Al fin, en 1965 se aclaró la situación y se suspendieron todas las resoluciones
contra el Padre Kentenich, que por entonces tenía ya ochenta años. Después de
una entrevista con Pablo VI, retomó inmediatamente su trabajo, con un ritmo
impresionante para su edad, hasta que falleció tres años después.

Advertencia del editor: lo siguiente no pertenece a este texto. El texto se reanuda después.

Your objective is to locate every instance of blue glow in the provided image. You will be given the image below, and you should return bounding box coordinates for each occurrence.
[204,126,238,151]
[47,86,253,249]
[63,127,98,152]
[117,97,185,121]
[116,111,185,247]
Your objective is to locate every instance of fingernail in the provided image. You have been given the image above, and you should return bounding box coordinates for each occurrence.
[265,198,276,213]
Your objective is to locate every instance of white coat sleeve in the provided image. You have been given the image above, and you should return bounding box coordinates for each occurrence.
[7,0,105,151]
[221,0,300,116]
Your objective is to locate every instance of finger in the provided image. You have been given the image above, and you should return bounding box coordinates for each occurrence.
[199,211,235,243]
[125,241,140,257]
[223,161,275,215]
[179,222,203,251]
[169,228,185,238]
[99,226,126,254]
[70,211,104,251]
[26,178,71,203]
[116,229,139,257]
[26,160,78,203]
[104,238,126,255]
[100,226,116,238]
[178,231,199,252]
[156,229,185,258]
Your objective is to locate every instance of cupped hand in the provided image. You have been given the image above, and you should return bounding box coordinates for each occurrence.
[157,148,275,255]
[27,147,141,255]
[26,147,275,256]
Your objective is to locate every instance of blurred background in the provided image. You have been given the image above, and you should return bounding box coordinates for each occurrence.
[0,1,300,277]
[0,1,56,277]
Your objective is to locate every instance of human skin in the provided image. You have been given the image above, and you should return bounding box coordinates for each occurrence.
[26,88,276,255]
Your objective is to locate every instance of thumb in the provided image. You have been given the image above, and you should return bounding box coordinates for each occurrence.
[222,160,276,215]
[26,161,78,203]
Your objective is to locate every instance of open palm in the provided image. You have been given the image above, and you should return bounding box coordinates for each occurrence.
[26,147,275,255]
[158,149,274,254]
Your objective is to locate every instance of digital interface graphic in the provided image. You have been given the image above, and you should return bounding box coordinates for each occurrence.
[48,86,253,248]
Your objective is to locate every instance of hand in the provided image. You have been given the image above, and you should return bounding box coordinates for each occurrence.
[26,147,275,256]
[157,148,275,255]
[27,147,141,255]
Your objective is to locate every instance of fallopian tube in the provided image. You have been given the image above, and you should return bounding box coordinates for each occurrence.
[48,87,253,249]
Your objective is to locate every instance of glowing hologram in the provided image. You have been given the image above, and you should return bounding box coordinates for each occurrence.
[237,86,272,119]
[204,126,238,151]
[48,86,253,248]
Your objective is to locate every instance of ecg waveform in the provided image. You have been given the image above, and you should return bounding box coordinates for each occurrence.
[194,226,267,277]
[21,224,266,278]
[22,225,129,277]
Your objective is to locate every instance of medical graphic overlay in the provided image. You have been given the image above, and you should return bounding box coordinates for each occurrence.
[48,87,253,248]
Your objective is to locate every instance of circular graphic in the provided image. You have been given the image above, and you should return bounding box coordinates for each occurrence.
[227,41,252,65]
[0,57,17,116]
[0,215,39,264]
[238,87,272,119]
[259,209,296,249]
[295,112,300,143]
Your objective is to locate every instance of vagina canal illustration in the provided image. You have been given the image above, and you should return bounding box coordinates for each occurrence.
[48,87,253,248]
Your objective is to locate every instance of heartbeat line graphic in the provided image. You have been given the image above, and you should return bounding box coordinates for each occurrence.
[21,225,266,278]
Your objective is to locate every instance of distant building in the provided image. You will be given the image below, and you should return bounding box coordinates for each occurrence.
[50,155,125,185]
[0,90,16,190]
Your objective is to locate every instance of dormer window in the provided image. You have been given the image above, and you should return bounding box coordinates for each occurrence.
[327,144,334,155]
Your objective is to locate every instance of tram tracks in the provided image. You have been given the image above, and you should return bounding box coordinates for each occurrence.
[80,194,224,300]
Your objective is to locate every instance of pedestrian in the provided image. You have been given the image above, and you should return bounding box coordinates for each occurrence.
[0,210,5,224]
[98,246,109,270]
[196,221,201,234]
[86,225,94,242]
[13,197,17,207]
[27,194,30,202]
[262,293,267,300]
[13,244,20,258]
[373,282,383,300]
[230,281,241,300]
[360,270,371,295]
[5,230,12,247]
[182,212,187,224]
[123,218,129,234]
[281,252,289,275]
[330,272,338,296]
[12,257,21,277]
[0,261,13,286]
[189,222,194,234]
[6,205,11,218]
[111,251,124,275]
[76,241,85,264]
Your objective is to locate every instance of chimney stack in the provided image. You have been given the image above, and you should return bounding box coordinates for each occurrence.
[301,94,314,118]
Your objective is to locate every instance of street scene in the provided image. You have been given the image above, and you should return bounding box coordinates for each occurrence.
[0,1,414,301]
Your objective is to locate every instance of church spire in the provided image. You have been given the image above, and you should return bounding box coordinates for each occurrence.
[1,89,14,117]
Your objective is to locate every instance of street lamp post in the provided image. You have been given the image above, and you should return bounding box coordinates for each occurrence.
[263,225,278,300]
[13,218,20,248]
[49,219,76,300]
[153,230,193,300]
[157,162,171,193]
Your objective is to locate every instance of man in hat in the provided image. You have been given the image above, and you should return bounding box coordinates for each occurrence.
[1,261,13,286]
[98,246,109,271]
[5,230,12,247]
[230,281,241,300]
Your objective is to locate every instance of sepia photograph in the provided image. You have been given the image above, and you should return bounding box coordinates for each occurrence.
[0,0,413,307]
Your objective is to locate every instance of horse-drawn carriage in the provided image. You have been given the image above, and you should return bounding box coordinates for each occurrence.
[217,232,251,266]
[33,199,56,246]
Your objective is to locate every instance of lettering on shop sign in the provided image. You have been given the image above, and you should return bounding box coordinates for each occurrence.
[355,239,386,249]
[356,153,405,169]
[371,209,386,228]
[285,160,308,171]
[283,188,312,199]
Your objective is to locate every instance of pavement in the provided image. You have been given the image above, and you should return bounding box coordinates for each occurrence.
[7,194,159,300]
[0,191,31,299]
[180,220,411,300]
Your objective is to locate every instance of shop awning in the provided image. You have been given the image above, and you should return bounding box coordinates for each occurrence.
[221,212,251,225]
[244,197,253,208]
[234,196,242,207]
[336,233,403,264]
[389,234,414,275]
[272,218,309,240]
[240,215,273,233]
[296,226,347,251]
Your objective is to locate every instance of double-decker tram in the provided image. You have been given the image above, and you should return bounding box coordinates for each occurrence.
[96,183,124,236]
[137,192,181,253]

—¿Y cuál crees que es la causa de todos esos
ataques?
¿Causas de la
murmuración y de la calumnia? ¿El rencor? ¿La desinformación? ¿La envidia? ¿El
despecho? Es difícil saberlo. Pero siempre procede de un modo bastante
parecido: insinuaciones viscosas, sospechas sibilinas, acusaciones infundadas,
rumores que se repiten sin dejar ocasión a la defensa.
Pero, se deba
a una u otra causa, siempre hay que procurar sacar algo positivo de todas esas
críticas, pues, como decía San Agustín, los ataques pueden ser con frecuencia
más útiles que los elogios, ya que “muchas veces los amigos nos pervierten al
adularnos y, en cambio, los enemigos nos corrigen al insultarnos”.
Newman también
insistía en que “no debemos confundir las críticas malévolas o las frases
hirientes con lo que son auténticas argumentaciones”. Además -añadía-, “a veces
nuestro enemigo se convierte en amigo; a veces se ve despojado de la virulencia
maligna que le hacía tan temible; a veces se destruye a sí mismo; o queriendo
hacer el mal hace el bien, y luego desaparece. En general, la Iglesia no tiene
más que perseverar en sus propios deberes, con paz y confianza, permanecer
tranquila y confiar en la salvación de Dios”.
Si somos
humildes e inteligentes, sabremos aprovechar todo el potencial positivo que
encierra cualquier crítica bien argumentada, al tiempo que procuramos no
acobardarnos por la vehemencia de quienes solo buscan de modo sistemático la
hostilidad y la denigración.
—Pero ahora ya no es frecuente ese tipo de
persecuciones, al menos en el mundo occidental.
Ahora son
quizá más sutiles y más sinuosas, aunque no menos eficaces. Juegan con nuestro
miedo a lo que otros dicen, hayan dicho, dirán o dejarán de decir. Con nuestro
miedo a quedar mal, a ser ridiculizados, a estar todo el día en boca ajena, a
que se juzguen mal nuestras decisiones generosas, a quedar marcados.
No nos
llevarán al circo ni nos echarán a los leones. Pero quizá haya comentarios
maliciosos, graciosos, murmuraciones en voz baja, risitas, frases de supuestos
amigos que se escuchan en un sitio o en otro, nunca de cara. ¿No sabes? ¿No te
lo han dicho? ¿No te parece que está un poco trastornado? ¿Cómo le habrán
comido el coco de esa manera?
Y no provienen
solo de los extraños o de los falsos amigos, sino que quizá haya también
escenas familiares, todas enmarcadas en un gran halo de sensatez y de
preocupación por el pobre obnubilado.
—¿Y crees que influyen mucho esos comentarios? En
el mundo de hoy, cada uno decide con quién se casa o no, o qué vida lleva, y
apenas tiene importancia lo que la gente diga o piense.
Así debiera
ser, pero en muchos casos influye bastante y hace sufrir de un modo muy
profundo. No son las grandes persecuciones las que frenan a algunos en el
seguimiento de Dios, sino -como sucedió al apóstol Pedro- esos pequeños
comentarios de una chismosa en torno al fuego. Si los grandes periódicos del
país nos difamaran sin motivo, o si quisieran llevarnos al circo para ser
devorados por las fieras, quizá nos creceríamos hasta el heroísmo. Pero soportar
esos comentarios puede a veces resultar más difícil.
Nos sucede
como a aquel científico que viajó hasta el interior de una selva tropical.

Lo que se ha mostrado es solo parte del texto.